A MDX PhD student sat a flawless viva oral exam online, without any corrections requested by her examiners, soon after the start of the national lockdown.
Qurat ul-Ain’s thesis investigated the status of “terror” as a war crime under international humanitarian law. She had previously taken a first degree in Law in Pakistan, and a Masters in International Business Law at MDX.
She used Zoom for the viva, with Skype as a back-up. The internal examiner was MDX Law Lecturer Dr Cathal Doyle, the external examiner was international human rights law academic Dr Michael Kearney, formerly of the University of Sussex and now based in Cork, and MDX Law PhD programme leader Dr Alice Donald chaired the panel.
“I was very anxious as all the preparation [up to this point] was in person,” Qurat says. “I was not sure how long it would take. But everyone was so nice and kind”.
Qurat explains the background to her thesis is that in additional protocols to the Geneva Conventions, two articles prohibit “acts or threats of violence the primary purpose of which is to spread terror among the civilian population”. But despite “terror” being confirmed as an international crime in customary law by the International Criminal Tribunal for the former Yugoslavia, it was not included in the Rome Statute which established the International Criminal Court (ICC). Qurat’s thesis explores the reasons for this, and puts forward an argument for extending the ICC’s jurisdiction to include the crime of “terror”.
She is now hoping to publish her thesis, on the recommendation of her tutors. Her interest in terrorism and the law comes partly from growing up in a family of teachers in a remote area of Kashmir, “where there is always a humanitarian crisis”. She’s always dreamed of working at the ICC or the UN.

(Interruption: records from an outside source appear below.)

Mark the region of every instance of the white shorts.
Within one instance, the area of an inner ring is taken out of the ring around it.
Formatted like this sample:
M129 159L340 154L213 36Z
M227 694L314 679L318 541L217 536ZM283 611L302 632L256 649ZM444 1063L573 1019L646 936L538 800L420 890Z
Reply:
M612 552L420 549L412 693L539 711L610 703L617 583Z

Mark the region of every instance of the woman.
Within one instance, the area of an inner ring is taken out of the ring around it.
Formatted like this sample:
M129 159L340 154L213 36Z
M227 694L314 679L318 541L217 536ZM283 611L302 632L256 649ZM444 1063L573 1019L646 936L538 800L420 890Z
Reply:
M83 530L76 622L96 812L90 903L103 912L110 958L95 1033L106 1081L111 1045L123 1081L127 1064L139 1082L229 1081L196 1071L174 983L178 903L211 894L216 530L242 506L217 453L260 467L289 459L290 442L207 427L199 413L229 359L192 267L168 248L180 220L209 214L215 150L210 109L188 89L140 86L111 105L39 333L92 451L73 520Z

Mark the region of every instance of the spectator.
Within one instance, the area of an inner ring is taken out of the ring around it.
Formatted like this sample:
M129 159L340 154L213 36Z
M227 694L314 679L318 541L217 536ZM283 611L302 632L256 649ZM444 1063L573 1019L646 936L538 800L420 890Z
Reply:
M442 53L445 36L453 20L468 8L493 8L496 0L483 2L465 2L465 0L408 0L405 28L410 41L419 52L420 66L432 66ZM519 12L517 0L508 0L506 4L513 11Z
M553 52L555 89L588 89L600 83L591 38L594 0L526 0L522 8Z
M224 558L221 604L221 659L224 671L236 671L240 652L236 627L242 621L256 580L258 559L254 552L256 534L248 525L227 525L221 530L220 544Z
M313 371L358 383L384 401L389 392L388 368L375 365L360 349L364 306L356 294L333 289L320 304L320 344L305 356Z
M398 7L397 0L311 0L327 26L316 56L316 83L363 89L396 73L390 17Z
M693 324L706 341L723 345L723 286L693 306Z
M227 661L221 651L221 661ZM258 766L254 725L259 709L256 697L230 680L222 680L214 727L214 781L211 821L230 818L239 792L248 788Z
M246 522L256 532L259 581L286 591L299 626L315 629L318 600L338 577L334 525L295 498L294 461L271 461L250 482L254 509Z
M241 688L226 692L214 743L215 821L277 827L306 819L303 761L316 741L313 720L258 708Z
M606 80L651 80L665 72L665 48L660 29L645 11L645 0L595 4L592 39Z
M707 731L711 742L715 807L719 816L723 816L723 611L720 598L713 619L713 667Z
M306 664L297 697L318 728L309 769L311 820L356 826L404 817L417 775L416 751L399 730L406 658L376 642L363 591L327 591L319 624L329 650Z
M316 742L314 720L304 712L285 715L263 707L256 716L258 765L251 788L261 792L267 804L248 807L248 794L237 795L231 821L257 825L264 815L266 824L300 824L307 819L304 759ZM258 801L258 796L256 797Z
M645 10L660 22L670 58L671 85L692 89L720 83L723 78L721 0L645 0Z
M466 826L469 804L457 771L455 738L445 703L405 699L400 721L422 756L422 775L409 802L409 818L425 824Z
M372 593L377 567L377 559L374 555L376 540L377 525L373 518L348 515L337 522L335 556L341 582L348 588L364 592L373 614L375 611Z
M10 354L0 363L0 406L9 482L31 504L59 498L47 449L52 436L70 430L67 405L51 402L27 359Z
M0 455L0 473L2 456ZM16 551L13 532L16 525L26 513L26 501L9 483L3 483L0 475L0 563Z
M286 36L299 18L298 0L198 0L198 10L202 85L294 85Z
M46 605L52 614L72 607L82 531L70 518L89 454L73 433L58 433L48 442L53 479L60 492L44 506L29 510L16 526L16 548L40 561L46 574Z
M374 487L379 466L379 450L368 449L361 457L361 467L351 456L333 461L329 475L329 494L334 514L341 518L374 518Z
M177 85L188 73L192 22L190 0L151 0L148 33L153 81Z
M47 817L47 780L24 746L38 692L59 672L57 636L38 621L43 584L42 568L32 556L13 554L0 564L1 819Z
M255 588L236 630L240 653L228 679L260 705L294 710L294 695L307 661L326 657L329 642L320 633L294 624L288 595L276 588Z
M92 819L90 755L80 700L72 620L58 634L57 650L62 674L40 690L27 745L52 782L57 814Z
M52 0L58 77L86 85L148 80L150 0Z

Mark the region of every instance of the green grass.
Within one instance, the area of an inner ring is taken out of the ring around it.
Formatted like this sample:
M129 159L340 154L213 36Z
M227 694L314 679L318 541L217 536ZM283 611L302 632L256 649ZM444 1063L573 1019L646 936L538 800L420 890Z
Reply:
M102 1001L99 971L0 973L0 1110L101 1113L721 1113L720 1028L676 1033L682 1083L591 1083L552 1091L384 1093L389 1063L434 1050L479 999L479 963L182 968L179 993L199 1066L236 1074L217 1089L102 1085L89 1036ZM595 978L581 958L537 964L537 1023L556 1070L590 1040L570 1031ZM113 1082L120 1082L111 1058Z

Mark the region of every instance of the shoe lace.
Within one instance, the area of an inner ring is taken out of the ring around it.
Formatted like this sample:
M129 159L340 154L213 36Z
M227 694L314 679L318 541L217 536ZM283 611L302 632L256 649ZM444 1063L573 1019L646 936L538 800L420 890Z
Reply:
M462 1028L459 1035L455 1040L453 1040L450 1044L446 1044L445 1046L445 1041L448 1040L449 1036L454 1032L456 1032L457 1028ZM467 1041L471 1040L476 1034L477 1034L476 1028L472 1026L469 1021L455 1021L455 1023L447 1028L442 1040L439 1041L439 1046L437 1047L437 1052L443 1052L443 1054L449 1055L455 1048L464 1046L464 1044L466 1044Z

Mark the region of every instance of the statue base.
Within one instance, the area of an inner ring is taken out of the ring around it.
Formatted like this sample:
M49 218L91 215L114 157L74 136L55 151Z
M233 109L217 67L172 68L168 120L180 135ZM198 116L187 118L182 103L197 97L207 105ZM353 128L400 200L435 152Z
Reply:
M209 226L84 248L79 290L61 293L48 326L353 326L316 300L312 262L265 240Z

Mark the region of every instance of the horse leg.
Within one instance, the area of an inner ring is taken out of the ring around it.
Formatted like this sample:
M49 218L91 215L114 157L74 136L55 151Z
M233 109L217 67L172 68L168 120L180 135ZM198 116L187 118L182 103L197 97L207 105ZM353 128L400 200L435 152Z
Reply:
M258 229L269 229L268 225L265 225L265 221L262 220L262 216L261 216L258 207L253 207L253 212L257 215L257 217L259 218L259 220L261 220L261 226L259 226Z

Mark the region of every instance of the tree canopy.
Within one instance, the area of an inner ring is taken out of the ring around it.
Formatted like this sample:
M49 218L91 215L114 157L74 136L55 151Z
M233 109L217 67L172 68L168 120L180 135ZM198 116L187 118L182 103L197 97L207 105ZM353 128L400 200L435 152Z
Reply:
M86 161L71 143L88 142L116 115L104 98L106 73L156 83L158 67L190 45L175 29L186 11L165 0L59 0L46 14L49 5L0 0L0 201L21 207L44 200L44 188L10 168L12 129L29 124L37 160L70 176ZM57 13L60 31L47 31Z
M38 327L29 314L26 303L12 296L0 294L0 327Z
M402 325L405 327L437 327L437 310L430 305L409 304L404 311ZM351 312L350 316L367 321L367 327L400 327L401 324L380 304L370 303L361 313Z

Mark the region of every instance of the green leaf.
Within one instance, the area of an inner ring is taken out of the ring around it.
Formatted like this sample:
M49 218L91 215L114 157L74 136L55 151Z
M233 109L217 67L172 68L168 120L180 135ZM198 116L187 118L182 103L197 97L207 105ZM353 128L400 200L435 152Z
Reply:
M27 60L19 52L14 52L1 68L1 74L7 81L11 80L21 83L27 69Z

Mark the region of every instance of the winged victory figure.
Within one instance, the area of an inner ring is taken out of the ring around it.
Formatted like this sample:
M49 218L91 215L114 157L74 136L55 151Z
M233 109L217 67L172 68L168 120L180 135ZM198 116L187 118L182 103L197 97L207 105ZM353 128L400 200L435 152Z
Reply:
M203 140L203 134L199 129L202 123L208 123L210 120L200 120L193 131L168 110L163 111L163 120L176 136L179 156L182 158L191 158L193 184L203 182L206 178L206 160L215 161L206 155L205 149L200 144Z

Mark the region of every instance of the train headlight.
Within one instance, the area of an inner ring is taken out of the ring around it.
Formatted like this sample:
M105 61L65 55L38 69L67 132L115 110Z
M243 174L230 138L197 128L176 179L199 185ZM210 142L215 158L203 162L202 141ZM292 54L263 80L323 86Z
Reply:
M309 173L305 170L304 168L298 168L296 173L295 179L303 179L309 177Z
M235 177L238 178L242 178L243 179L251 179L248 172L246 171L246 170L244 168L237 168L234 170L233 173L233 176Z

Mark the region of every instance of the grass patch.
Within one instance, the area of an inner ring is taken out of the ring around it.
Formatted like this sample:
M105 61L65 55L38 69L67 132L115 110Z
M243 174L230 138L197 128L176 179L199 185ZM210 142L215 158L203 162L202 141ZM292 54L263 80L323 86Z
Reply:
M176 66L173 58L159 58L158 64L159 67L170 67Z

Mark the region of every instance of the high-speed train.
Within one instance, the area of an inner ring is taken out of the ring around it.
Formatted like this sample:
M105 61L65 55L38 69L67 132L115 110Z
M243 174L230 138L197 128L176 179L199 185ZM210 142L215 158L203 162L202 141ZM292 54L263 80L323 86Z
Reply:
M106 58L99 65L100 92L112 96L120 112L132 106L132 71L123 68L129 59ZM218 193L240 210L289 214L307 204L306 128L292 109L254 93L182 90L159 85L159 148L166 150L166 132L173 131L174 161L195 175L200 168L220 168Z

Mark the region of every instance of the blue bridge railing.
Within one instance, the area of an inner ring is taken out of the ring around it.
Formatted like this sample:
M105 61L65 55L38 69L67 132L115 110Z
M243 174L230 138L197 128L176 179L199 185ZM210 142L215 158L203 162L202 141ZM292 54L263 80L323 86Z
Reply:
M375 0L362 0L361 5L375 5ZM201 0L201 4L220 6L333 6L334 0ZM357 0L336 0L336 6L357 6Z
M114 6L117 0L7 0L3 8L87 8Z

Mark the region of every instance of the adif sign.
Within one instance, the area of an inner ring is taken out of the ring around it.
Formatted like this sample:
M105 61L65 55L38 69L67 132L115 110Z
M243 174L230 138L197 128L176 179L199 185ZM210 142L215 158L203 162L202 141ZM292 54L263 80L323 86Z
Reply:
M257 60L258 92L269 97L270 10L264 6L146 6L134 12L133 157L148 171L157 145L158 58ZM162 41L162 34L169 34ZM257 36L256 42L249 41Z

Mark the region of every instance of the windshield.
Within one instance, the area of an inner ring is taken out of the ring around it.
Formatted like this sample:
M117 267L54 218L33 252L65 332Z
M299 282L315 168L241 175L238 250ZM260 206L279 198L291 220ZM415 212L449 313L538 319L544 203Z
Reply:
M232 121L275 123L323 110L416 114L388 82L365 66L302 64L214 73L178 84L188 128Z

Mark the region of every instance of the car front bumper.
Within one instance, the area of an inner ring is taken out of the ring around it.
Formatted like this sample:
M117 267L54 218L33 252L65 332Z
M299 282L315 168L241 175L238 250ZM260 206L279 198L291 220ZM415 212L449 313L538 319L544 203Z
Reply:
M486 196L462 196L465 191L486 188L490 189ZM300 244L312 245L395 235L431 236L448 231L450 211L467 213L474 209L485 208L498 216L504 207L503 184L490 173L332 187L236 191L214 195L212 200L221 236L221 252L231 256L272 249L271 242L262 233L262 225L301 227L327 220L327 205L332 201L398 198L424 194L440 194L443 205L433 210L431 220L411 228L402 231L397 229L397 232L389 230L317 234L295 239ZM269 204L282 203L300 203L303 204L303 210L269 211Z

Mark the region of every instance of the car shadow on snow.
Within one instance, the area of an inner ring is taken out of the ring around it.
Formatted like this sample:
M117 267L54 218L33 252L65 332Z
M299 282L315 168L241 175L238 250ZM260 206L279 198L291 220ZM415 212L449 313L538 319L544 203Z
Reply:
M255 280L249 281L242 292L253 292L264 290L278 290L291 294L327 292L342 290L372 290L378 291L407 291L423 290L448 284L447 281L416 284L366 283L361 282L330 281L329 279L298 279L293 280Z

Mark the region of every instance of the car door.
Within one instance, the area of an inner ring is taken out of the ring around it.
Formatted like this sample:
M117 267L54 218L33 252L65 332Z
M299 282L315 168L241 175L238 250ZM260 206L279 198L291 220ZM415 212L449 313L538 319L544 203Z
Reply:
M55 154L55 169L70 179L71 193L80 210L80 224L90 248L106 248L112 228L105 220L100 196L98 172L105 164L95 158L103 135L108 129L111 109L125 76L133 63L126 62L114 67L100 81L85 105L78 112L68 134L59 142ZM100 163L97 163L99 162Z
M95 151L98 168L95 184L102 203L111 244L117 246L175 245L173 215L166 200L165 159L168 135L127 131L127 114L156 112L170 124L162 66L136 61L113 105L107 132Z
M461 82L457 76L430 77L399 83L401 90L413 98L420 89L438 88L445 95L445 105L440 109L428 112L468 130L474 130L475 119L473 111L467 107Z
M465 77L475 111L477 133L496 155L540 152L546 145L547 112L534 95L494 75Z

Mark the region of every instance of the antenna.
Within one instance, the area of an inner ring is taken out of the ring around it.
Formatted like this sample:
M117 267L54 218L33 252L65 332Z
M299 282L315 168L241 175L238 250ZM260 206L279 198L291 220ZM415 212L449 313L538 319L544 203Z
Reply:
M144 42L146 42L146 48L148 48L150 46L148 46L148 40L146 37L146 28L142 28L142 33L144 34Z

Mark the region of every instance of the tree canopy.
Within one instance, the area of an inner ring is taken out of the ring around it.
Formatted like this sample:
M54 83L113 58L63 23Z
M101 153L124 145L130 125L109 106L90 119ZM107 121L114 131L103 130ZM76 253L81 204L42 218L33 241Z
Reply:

Dr Cathal Doyle said the thesis makes "a clear and valuable contribution to knowledge, and does so in a way that is a real page turner". Dr Michael Kearney said "there’s a real strength in how comprehensive the thesis is", with "excellent... editing, style and structure".
MDX Associate Professor of International Law Dr Elvira Dominguez Redondo was Qurat’s PhD supervisor. Her Director of Studies, Senior Lecturer in Law Alessandra De Tommaso, declares he is “very proud” of her “outstanding” performance in the viva. In her approach to research, he says she demonstrated passion and “wonderfully sharp analytic ability" and he calls her choice of thesis subject “inspired”, since it is “the first substantive work of scholarship on the crime of ‘terror’ under international humanitarian law… I have no doubt that when published it will be cited by scholars for years to come”. Supervising her, “it was a joy to observe her growth as scholar,” he added.
After her experience studying on two degree programmes at MDX as an international student, Qurat praises the university library and her lecturers, and also MDX administrative staff for their helpfulness.